Die Studie zeigt unter anderem, dass die Würfelqualle sowohl visuelle als auch mechanische Reize benötigt, um zu lernen. Die Grafik gibt einen schematischen Überblick über das dreistufige Experiment, bei dem es erst im dritten Fall zu einem wirklichen Lernprozess kommt.

Die Streifen an der Innenwand eines Wasserbeckens simulieren die Hindernisse im natürlichen Lebensraum der Qualle. Im ersten Experiment prallen die Quallen immer wieder gegen die Wand – sie ändern ihr Verhalten nicht. Durch den Aufprall erhalten sie zwar einen mechanischen Reiz, aber an die Beckenwand bietet keinen visuellen Kontrast.
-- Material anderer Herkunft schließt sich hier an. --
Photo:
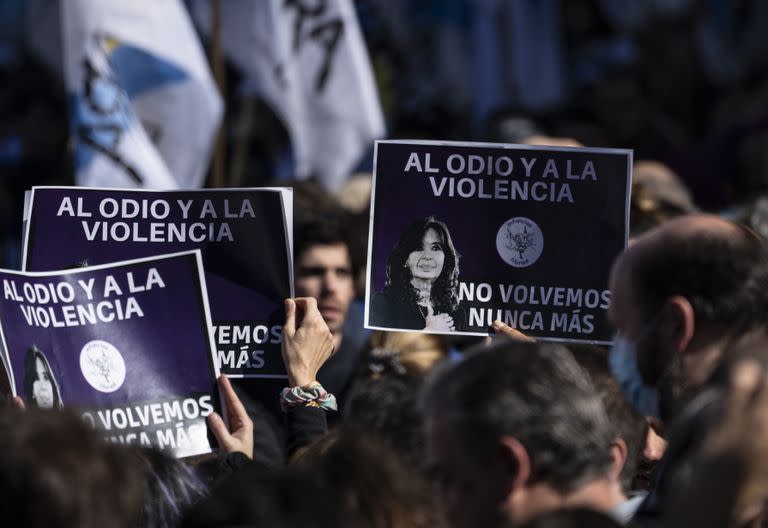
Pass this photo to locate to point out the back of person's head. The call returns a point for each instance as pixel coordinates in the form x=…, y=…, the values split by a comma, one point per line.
x=328, y=230
x=626, y=423
x=535, y=393
x=387, y=408
x=170, y=487
x=658, y=194
x=383, y=400
x=259, y=495
x=375, y=488
x=56, y=471
x=403, y=354
x=572, y=518
x=721, y=269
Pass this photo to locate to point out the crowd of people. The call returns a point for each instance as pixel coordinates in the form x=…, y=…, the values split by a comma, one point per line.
x=665, y=428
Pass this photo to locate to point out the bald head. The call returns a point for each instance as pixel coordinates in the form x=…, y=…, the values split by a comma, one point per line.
x=719, y=266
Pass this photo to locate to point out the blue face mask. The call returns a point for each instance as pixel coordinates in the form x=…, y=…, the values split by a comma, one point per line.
x=622, y=360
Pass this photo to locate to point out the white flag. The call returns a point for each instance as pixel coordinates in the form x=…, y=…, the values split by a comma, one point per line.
x=144, y=107
x=307, y=59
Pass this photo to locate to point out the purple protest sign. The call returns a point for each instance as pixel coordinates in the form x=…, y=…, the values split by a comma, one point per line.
x=127, y=345
x=463, y=234
x=244, y=236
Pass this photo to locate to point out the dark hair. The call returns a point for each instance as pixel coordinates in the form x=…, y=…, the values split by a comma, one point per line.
x=330, y=229
x=725, y=278
x=386, y=408
x=170, y=487
x=30, y=375
x=445, y=290
x=376, y=489
x=572, y=518
x=258, y=495
x=625, y=422
x=536, y=393
x=57, y=471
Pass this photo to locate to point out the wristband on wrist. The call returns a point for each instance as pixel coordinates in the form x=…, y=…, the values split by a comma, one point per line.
x=312, y=395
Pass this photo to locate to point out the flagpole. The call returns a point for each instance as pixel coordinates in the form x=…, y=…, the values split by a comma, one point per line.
x=217, y=65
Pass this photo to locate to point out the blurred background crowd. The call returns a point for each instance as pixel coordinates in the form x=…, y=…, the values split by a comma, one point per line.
x=683, y=83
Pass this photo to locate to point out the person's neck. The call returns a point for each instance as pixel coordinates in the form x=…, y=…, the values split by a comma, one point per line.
x=600, y=495
x=337, y=337
x=423, y=288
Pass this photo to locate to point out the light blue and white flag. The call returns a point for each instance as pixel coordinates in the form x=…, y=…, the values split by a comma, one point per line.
x=308, y=61
x=144, y=107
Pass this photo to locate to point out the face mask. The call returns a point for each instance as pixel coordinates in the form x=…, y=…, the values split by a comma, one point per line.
x=622, y=360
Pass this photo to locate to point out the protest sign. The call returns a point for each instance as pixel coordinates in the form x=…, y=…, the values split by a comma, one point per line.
x=463, y=234
x=126, y=345
x=244, y=236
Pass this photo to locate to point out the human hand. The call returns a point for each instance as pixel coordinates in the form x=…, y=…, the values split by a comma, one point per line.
x=439, y=322
x=239, y=436
x=506, y=330
x=741, y=437
x=308, y=346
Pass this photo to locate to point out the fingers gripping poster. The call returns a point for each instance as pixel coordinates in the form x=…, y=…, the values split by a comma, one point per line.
x=126, y=345
x=464, y=234
x=244, y=236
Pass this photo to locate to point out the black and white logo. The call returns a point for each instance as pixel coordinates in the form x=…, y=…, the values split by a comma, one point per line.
x=102, y=366
x=519, y=242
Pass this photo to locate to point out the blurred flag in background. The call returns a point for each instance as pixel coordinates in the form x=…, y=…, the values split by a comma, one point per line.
x=144, y=108
x=308, y=61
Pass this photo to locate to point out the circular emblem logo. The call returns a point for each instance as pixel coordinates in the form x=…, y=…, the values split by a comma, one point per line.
x=102, y=366
x=519, y=242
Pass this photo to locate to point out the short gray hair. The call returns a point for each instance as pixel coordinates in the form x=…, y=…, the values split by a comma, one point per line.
x=536, y=393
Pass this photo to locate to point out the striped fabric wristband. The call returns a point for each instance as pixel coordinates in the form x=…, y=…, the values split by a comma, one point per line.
x=313, y=395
Im zweiten Experiment ist durch einen starken Kontrast zwischen hellen Streifen (Wasser) und dunklen Streifen (Wurzeln) ein visueller Reiz vorhanden. Die Quallen bleiben die ganze Zeit in der Mitte des Beckens. So stoßen sie zwar nicht an den Rand (erhalten also keinen mechanischen Reiz), aber es findet auch kein Lernprozess statt.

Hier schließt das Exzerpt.